As you can imagine, all the worry had an adverse effect on my writing. Consequently, I haven't done as much work on the final read through of my latest novel this week. As you will have gathered from earlier blog posts, I am learning to avoid self-flagellation and, although I do plan, some times you've just got to take each day as it comes. There are times when even the best laid plans fail, or need to be changed.
One plan that didn't change this week was my lunch date with two dear friends, one of whom came up from Kent. I first met her when I worked at our local Council. Not only is she a much loved friend, she also used to be my hypnotherapist and has helped me immensely in my private and professional life. Thus, it was no surprise that she had some mighty words of wisdom.
As we pondered life and gossiped over our gnocchi and merlot, she told me that life is to be embraced. It is to be lived.
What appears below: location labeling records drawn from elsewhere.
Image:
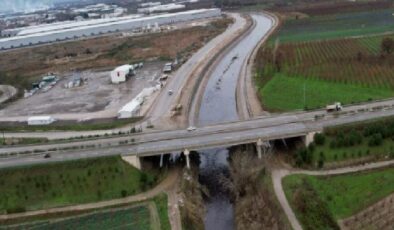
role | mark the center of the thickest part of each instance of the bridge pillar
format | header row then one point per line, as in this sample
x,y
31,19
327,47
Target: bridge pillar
x,y
309,138
133,160
187,153
259,145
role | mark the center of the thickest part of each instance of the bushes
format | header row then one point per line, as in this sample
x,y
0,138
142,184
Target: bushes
x,y
314,212
375,140
304,156
319,139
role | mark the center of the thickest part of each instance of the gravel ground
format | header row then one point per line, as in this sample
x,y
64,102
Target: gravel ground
x,y
97,94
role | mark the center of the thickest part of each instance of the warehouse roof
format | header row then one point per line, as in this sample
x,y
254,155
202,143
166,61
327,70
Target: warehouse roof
x,y
40,118
122,20
124,68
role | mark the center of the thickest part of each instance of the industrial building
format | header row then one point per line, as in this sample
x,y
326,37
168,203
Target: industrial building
x,y
120,74
40,120
74,30
132,108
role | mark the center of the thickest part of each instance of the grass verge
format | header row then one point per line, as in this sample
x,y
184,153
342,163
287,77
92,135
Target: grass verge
x,y
283,93
343,195
111,124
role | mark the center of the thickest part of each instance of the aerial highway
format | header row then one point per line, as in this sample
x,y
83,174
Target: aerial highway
x,y
281,126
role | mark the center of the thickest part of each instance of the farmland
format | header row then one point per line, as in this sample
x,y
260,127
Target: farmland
x,y
68,183
339,196
349,144
347,70
125,218
149,214
335,26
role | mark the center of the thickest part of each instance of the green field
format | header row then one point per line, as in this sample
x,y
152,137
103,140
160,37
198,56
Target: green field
x,y
284,93
129,216
161,202
335,26
352,143
125,218
73,182
305,64
102,125
342,195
She has just returned from a mindblowing trip to China and Nepal where she was blessed by a Buddhist monk and suffered a bout of altitude sickness.
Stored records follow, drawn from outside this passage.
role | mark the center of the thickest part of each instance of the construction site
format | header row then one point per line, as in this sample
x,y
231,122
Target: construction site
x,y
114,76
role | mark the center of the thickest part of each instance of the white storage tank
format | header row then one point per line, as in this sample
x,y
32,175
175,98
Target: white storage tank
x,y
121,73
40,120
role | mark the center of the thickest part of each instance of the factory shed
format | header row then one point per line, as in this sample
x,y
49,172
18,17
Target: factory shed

We discussed her adventures and much more. One question we did ponder was, if you could do something that you never had the chance to do before, be it through lack of funds or opportunity, what would it be?
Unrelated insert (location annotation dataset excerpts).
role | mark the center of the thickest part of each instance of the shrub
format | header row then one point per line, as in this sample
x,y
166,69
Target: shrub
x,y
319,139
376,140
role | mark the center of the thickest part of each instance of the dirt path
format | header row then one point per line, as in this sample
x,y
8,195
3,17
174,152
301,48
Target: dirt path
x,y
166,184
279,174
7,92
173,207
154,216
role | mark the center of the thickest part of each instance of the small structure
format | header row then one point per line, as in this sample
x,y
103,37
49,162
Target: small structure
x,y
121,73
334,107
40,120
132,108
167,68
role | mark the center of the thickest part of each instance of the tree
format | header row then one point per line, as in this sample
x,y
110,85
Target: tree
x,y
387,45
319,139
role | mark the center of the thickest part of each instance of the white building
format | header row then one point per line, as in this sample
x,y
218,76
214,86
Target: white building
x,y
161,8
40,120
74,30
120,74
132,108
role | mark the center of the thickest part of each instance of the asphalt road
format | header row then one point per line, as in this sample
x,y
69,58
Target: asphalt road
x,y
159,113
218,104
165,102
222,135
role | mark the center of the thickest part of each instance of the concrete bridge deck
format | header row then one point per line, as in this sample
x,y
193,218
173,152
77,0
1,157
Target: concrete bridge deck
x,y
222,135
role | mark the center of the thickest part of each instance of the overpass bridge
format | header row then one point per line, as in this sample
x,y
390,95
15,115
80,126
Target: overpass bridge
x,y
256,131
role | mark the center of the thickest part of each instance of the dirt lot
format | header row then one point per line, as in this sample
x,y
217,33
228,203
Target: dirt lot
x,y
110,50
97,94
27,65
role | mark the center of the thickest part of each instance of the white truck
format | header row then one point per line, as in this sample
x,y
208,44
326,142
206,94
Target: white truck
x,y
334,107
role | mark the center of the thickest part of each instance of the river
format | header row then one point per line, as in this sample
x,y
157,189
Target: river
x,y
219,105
I would have liked to be an archeologist. I find the subject fascinating and wish I could find something valuable (historically not financially) in my back garden, instead of worms, lizards (however cute) and bits of broken brick from when the houses were first built.
Of course, we came full circle and decided that we were happy with our lot. Okay, I would like to sell a few more books, just to keep the leeches happy, and I'd like days with no interruptions so that my muse praises my genius, rather than rants at him.
However, this is life. This is what it is all about and, my ever astute friend informs me, it has to be embraced. This is true with writing. I mean, if I hadn't had to make that trip to the doctors and hospital with dad, I would never have spent time sitting in crowded waiting rooms pondering the life stories of those fidgeting and waiting in it. You see what I'm getting at fellow writers?
Yes, everthing you see is material, inspiration. Life is full of inspiration and nudges of ideas for us to utilise. We just have to open our eyes and minds.... and notebooks. We have to grasp them and run and, as my friend advises, whilst we're doing this we have to remember to live like a lion, not die like a mouse.